- The Washington Times - Thursday, September 20, 2001

Mother not competent for drownings trial
HOUSTON Andrea Yates' mental state is improving but she is not yet well enough to go on trial in the drownings of her children, a defense psychologist testified yesterday.
"She is rapidly getting better," Dr. Gerald Harris, a clinical psychologist, testified at a competency hearing.
He has visited Mrs. Yates four times since June 20, when she summoned police to her southeast Houston home and officers found the bodies of her five children.
He said doctors were concerned that when Mrs. Yates in court hears details about the children in court, it might "trigger her back into a deep psychotic state." Mrs. Yates has pleaded not guilty by reason of insanity.

Agency to quickly process victims' benefits claims
The Social Security Administration has set up emergency handling procedures to quickly aid those injured in last week's terrorist attacks and the families of people who were killed.
Some family members could be eligible for survivor benefits if the deceased had enough work history to qualify.
The maximum needed is 10 years of work.
Disability benefits also are available to people with enough work history who have a severe physical or mental impairment that is expected to prevent them from doing substantial work for a year or more.
People affected by the attacks will have their claims processed immediately. Social Security's toll-free number is 800/772-1213, and is being staffed from 7 a.m. until 7 p.m. Monday through Friday. About 1,300 field offices throughout the country also can take claims or answer questions.

Fossils show whales related to hippos
New fossil discoveries add weight to the conclusion that whales are related to plant-eaters such as cows and hippopotamuses rather than to an extinct group of carnivores, two groups of researchers report.
Scientists have known that whales evolved from four-legged land animals million of years ago. However, which branch of the animal kingdom whales split from has been a matter of debate.
Immunological tests in the 1950s and recent DNA tests have shown a relationship to plant-eating artiodactyls hoofed mammals having an even number of toes, such as pigs, cows and hippopotamuses.
Those test findings had not been supported by fossil evidence, which pointed more to a link to carnivores.
Now, authors of two new studies say their fossil finds, in separate areas of Pakistan, have convinced them that the tests are correct.

Arabic speakers sought to aid in attacks probe
DEARBORN, Mich. FBI agents investigating the terrorist attacks have put out a call for people who speak Arabic and other Middle Eastern languages, and hundreds have responded to the appeal.
"The phones have just been ringing off the hook," Agent Dawn Clenney of the FBI office in Detroit said yesterday. Agent Clenney said several hundred people in the Detroit area alone have responded.
The bureau issued the nationwide request on its Web site Monday.
The FBI also is seeking people fluent in Farsi, which is spoken in Iran and parts of Afghanistan, and in Pashto, which is spoken in Afghanistan and Pakistan.

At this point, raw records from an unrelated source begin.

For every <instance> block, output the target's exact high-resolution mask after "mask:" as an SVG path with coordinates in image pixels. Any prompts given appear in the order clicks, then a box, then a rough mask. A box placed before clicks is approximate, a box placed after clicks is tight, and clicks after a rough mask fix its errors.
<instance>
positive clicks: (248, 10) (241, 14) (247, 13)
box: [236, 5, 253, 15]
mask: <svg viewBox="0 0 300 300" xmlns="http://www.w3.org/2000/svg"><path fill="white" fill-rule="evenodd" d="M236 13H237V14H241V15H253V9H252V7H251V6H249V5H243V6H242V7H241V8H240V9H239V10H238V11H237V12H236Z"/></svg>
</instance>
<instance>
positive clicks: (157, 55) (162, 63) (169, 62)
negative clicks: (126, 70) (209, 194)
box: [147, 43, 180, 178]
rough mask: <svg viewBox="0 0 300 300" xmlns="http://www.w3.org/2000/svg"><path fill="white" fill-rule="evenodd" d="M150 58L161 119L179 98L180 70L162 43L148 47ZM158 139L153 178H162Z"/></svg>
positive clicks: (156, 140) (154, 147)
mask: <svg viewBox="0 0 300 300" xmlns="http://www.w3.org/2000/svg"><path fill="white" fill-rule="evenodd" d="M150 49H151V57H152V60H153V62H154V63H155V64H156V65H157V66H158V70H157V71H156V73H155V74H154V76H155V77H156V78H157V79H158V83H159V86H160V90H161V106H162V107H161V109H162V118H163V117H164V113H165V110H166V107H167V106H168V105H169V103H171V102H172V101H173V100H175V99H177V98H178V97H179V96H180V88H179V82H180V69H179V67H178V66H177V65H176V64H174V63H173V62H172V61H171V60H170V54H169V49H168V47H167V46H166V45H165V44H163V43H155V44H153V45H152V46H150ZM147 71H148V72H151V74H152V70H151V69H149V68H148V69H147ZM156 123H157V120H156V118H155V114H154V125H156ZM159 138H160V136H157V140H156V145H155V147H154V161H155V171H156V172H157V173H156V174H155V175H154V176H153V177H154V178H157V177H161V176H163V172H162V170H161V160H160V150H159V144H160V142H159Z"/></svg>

Hunter attacked by grizzly bear
BOZEMAN, Mont. A grizzly bear broke a hunter's leg, tore up his ear and ripped gashes in his thigh and shoulder, but the man hobbled to safety after the bear stopped the attack and fled.
"I consider myself to be quite lucky," Dr. Steve Chamberlain said Tuesday.
Dr. Chamberlain, 49, an orthopedic surgeon from Medford, Ore., and David Wood of Bozeman were bowhunting for elk Saturday near Big Sky in southwestern Montana. They were imitating the bugling call of a bull elk in mating season, and that apparently attracted the female grizzly, accompanied by two nearly grown cubs.